We were learning that the nucleus is the master plan of the cell. Little did we know that a different sort of treacherous master plan was to be executed.
We'd come, most from the other classes, some from churches. At first, when they told us there was a bomb, we were almost nonchalant. A decade of peace had raised a generation ignorant to the meaning of death at home. As if we somehow thought that a bomb, meant that things exploded, and maybe people got scratched a little, but surely no one is truly harmed?
We knew none of the pain, horror and terror of what it meant, to be bombed. After all, all we've heard were faraway stories of once upon a time.
But then the voices grew louder. Casualties came rolling in. Shock. Our people had been killed? The information almost didn't seem to be settling in. Almost as if the people in churches in Batticaloa aren't possibly real live human beings? Here? Now?

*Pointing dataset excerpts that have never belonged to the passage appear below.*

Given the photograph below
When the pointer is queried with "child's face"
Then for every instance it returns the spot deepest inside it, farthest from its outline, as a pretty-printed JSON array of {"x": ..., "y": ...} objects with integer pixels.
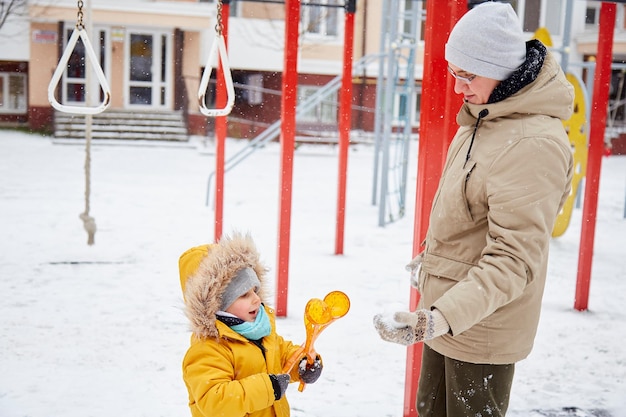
[{"x": 246, "y": 307}]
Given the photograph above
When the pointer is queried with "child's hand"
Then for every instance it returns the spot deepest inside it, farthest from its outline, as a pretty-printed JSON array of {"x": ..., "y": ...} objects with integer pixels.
[
  {"x": 280, "y": 382},
  {"x": 310, "y": 372}
]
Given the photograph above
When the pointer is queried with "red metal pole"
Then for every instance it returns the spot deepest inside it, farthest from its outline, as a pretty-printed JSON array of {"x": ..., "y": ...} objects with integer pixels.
[
  {"x": 221, "y": 130},
  {"x": 287, "y": 142},
  {"x": 596, "y": 148},
  {"x": 435, "y": 137},
  {"x": 345, "y": 120}
]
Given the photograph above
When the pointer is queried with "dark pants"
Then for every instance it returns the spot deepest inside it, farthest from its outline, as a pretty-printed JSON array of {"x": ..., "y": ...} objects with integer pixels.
[{"x": 451, "y": 388}]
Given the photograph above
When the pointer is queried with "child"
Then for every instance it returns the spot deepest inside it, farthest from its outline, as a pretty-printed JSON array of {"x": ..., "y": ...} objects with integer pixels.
[{"x": 234, "y": 366}]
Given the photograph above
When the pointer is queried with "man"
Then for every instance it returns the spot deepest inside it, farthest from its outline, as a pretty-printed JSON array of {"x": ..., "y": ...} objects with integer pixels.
[{"x": 482, "y": 270}]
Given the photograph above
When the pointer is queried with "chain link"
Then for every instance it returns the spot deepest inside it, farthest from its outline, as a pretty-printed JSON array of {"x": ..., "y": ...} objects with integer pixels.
[
  {"x": 79, "y": 15},
  {"x": 219, "y": 26}
]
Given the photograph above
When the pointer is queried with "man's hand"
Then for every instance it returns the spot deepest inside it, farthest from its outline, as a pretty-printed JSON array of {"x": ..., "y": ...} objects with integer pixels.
[{"x": 407, "y": 328}]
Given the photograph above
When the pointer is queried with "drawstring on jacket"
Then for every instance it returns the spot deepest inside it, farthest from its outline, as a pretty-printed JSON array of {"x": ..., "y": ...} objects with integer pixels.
[{"x": 483, "y": 113}]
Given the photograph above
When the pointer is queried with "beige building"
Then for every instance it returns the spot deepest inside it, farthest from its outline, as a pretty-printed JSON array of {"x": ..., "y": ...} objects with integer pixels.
[{"x": 153, "y": 54}]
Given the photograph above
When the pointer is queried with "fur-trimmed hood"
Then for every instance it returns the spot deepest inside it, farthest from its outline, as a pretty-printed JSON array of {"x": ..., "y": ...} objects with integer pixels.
[{"x": 206, "y": 271}]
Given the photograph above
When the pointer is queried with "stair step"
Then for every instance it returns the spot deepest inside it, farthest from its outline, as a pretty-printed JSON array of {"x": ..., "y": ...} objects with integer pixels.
[{"x": 124, "y": 125}]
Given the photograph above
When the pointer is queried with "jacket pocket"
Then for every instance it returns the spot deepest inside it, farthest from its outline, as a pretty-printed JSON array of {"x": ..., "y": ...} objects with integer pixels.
[{"x": 444, "y": 267}]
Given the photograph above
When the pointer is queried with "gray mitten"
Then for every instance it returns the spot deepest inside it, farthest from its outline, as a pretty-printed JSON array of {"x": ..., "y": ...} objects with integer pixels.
[
  {"x": 407, "y": 328},
  {"x": 280, "y": 382},
  {"x": 309, "y": 372}
]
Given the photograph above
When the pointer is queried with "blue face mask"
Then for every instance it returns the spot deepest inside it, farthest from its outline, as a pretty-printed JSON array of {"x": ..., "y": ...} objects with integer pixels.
[{"x": 256, "y": 330}]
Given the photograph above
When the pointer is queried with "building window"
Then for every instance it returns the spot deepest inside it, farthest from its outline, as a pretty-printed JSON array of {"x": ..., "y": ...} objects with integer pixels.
[
  {"x": 324, "y": 112},
  {"x": 322, "y": 19},
  {"x": 12, "y": 93}
]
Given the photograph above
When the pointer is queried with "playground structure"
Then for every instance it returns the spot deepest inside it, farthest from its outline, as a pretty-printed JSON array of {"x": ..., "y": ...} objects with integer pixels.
[{"x": 433, "y": 127}]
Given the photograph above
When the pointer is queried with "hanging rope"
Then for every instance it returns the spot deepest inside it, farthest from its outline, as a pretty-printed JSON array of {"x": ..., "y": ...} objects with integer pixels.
[{"x": 89, "y": 223}]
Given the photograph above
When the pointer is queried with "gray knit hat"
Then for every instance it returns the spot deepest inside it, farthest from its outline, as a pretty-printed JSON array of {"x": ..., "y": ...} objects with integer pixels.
[
  {"x": 242, "y": 282},
  {"x": 488, "y": 41}
]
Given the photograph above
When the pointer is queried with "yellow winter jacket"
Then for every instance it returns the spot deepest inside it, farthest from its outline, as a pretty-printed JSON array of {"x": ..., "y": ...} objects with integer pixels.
[
  {"x": 229, "y": 376},
  {"x": 225, "y": 373}
]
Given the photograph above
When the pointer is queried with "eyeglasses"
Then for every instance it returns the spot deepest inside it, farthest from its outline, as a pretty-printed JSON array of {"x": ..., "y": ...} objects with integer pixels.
[{"x": 466, "y": 80}]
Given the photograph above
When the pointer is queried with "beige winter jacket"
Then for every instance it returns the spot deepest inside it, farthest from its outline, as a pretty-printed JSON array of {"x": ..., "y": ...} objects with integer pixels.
[{"x": 486, "y": 250}]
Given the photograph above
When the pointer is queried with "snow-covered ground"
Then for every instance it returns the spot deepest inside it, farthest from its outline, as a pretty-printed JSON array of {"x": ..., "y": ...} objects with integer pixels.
[{"x": 99, "y": 330}]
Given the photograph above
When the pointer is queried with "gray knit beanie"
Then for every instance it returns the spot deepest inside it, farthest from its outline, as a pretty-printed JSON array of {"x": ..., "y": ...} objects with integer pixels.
[
  {"x": 242, "y": 282},
  {"x": 488, "y": 41}
]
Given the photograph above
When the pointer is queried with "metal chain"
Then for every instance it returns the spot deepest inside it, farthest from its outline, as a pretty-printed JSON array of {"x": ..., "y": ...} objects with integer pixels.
[
  {"x": 79, "y": 15},
  {"x": 219, "y": 26}
]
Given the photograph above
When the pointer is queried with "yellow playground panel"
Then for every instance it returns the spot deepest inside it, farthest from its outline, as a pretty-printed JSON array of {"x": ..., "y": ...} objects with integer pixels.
[{"x": 577, "y": 132}]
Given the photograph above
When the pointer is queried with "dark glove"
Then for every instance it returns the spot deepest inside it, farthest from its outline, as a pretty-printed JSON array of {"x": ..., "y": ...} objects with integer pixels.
[
  {"x": 310, "y": 372},
  {"x": 407, "y": 328},
  {"x": 280, "y": 382}
]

Class was dismissed asking us to call in parents who hadn't arrived to pick up their children yet. A teary eyed classmate turned to me saying "A life lost is gone", as if trying to comprehend. Some were talking about how bombs were illegal and that there must've been foreigners involved.
Reaching home, though, the news told us a whole new chapter. Batticaloa wasn't alone. 5 others had been victimized. A nation-wide attack.
The government swiftly flew into action. Messaging apps and social media banned. Curfew from 6. A mixture of grief and terror strewn across the country.
We were unaffected till now. Yet terror existed. Nations across the world seem to be stranded in strife. Sri Lanka seemed to have just been added to the list, and we hope and pray it doesn't stay that way.